Baca Juga: Mengenal Sosok Anindya Bakrie, Pemimpin Generasi Ketiga Bakrie Group
Dengan sulitnya akses pendidikan bagi pribumi di kala itu, semangat Bakrie dalam menempuh ilmu terbukti tinggi. Bakrie dikenal sebagai pribadi yang gemar memperkaya diri dengan ilmu pengetahuan. Bahkan, saat telah bekerja sebagai pegawai di NV Van Gorkom, putra dari H. Oesman Batin Timbangan ini masih bisa menyisihkan waktu luangnya untuk bersekolah dagang di Hendlesinstitut Schoevers (1937-1939).
NV Van Gorkom merupakan perusahaan dagang Belanda. Di sini, Bakrie bekerja sebagai pedagang perantara untuk karet, lada, dan kopi. Dari kesempatan tersebut, dia menyerap ilmu berbisnis sekaligus jalur-jalur utama penjualan.
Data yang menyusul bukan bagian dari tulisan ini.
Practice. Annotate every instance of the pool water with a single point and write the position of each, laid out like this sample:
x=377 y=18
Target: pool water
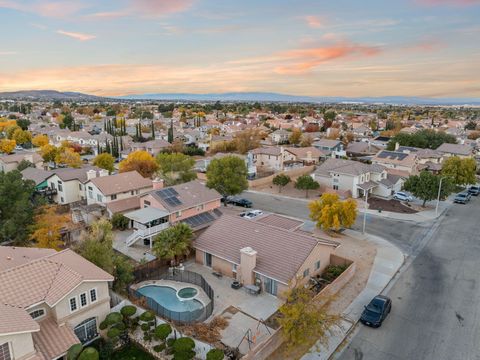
x=187 y=293
x=167 y=297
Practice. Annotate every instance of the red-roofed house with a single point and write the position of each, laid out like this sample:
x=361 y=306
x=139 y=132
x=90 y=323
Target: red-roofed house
x=48 y=301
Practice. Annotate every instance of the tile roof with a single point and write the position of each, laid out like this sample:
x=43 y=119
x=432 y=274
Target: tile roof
x=120 y=183
x=54 y=340
x=348 y=167
x=279 y=221
x=457 y=149
x=190 y=194
x=15 y=320
x=280 y=252
x=48 y=278
x=120 y=206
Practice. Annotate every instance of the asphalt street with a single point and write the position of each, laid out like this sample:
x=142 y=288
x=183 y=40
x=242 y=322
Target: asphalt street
x=436 y=297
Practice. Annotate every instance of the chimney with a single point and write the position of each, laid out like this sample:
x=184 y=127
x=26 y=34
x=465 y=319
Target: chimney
x=157 y=184
x=248 y=262
x=103 y=172
x=91 y=174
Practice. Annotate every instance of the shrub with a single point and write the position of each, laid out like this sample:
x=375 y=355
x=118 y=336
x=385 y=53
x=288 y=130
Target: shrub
x=147 y=316
x=119 y=221
x=113 y=333
x=170 y=342
x=128 y=310
x=89 y=354
x=159 y=348
x=162 y=331
x=215 y=354
x=331 y=272
x=113 y=318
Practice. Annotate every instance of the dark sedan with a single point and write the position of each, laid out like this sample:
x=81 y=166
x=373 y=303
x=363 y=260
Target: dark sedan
x=376 y=311
x=240 y=202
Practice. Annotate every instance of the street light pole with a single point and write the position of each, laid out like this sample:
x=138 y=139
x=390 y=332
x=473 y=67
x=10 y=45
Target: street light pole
x=438 y=197
x=365 y=212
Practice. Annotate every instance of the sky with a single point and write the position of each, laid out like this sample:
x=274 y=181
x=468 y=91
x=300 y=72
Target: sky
x=428 y=48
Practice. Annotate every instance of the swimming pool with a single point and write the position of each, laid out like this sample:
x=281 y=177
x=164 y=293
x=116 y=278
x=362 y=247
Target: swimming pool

Akhirnya, Bakrie memilih keluar dari NV Van Gorkom di tahun 1941 dan memulai bisnisnya sendiri.
Pendirian Bakrie & Brothers
Masih bergerak di bidang perdagangan karet, lada, dan kopi, Achmad Bakrie mendirikan Bakrie & Brothers General Merchant and Commission Agent di Teluk Betung, Lampung pada 10 Februari 1942. Semasa pendudukan Jepang, nama Bakrie & Brothers tidak diperkenankan untuk digunakan karena berbau "Barat" hingga akhirnya Bakrie memindahkan perusahaannya ke Jakarta pada tahun 1943.
Demi melindungi bisnisnya dari Pemerintah Jepang, Bakrie sempat menggunakan nama Jasuma Shokai. Selepas Jepang, nama awal perusahaan Bakrie & Brothers dimunculkan kembali. Bisnisnya makin berkembang di tahun 1952 karena mampu memperluas wilayah perdagangan dari antardaerah menjadi antarnegara. Bakrie merintis bisnis ekspornya dengan mengirim karet, lada, dan kopi ke Singapura.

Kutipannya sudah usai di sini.